The recent discourse surrounding inclusivity in pedagogy has reached a tipping point where teachers in tertiary environments are altering their practice to implement broader visibility of diversity (Florian 2013). While the key focus of the majority of writing sits within secondary education models or traditional areas of STEM, music and creative practice remains underrepresented in conversations around inclusive pedagogy (Montemayor et al 2018). In gender, Butler argues: Subversiveness is not something that can be gauged or calculated. I do think that for a copy to be subversive of heterosexual hegemony it has to both mime and displace its conventions (in Kotz in Artforum).

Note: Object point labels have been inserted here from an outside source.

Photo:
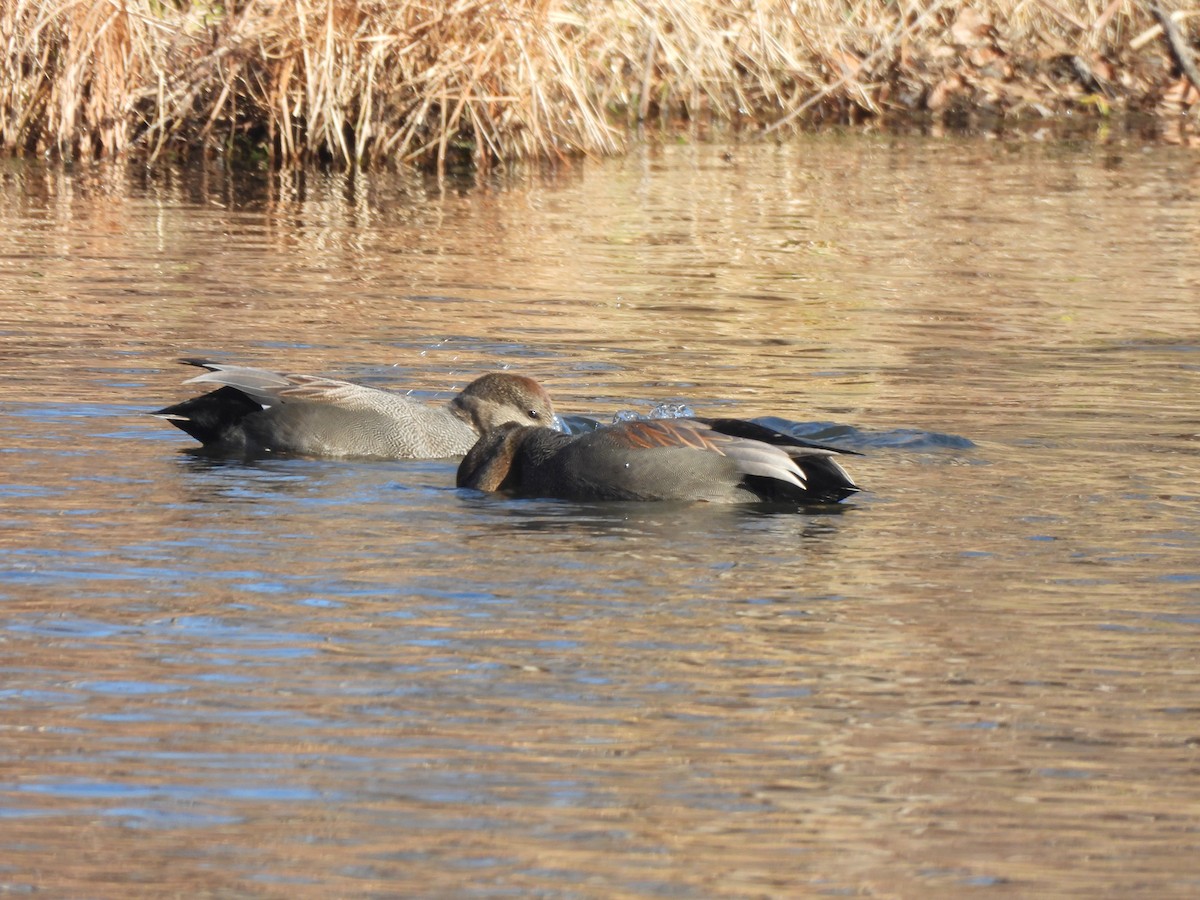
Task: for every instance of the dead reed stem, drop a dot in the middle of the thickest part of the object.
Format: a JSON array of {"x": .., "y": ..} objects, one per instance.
[{"x": 435, "y": 82}]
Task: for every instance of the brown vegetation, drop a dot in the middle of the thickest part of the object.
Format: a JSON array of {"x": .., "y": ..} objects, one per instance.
[{"x": 433, "y": 81}]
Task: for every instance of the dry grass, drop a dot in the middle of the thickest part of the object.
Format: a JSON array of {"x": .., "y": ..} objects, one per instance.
[{"x": 433, "y": 81}]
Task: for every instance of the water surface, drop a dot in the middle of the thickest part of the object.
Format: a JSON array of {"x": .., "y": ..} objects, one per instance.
[{"x": 329, "y": 678}]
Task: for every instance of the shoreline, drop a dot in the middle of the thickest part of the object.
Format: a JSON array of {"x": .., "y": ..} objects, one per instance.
[{"x": 397, "y": 84}]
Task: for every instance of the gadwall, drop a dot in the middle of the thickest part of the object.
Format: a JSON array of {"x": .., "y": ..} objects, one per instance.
[
  {"x": 717, "y": 460},
  {"x": 257, "y": 412}
]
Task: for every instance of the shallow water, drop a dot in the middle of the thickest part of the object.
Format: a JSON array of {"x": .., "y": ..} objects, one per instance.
[{"x": 328, "y": 678}]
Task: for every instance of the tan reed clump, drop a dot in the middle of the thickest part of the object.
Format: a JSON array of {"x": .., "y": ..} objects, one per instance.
[{"x": 437, "y": 81}]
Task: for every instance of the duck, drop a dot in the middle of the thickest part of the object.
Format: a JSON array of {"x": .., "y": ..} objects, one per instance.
[
  {"x": 256, "y": 412},
  {"x": 693, "y": 459}
]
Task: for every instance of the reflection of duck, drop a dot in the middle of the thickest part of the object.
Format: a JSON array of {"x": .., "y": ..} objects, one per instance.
[
  {"x": 257, "y": 412},
  {"x": 718, "y": 460}
]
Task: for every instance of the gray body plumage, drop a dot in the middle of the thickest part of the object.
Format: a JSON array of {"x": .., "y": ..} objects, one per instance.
[{"x": 256, "y": 412}]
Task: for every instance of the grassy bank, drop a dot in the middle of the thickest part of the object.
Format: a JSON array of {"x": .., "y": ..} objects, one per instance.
[{"x": 430, "y": 82}]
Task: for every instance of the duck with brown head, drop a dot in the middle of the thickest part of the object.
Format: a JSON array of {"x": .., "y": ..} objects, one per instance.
[
  {"x": 714, "y": 460},
  {"x": 257, "y": 412}
]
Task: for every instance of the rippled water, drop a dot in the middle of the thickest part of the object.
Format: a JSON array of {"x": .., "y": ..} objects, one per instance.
[{"x": 317, "y": 678}]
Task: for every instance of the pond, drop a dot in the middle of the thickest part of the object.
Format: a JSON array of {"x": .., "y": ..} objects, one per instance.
[{"x": 329, "y": 678}]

In this major-label international release, three different attempts in displacing gender stereotypes were experimented with in the creative output of this research: the degendered implementation a vocal production interacts heavily with the gender-ambiguous range (Dacakis 2000) to create a physical melodic displacement of gendered vocals in a sound recording; Lyrically, the work employs a lost-love story framed in a first person conversational narrative with no pronominal gender identifiers, thus degendering pronoun use; the visual work is a collaboration with non-binary film-makers and a cast of 40 diverse and deliberately gender ambiguous people using a layering technique that never allows the face of any one gender to be viewed at any one time. Let Me Down subverts by way of mimicry and displacement (Butler), responding to how creative work can increase visibility of LGBTIQ+ allyship in music pedagogy.
Let Me Down has been released internationally by Sony Music Australia with over one-million streams over various platforms since it’s 2017 release. The work was also presented in the conference proceedings at the International Association for the Study of Popular Music’s ANZ conference in 2018.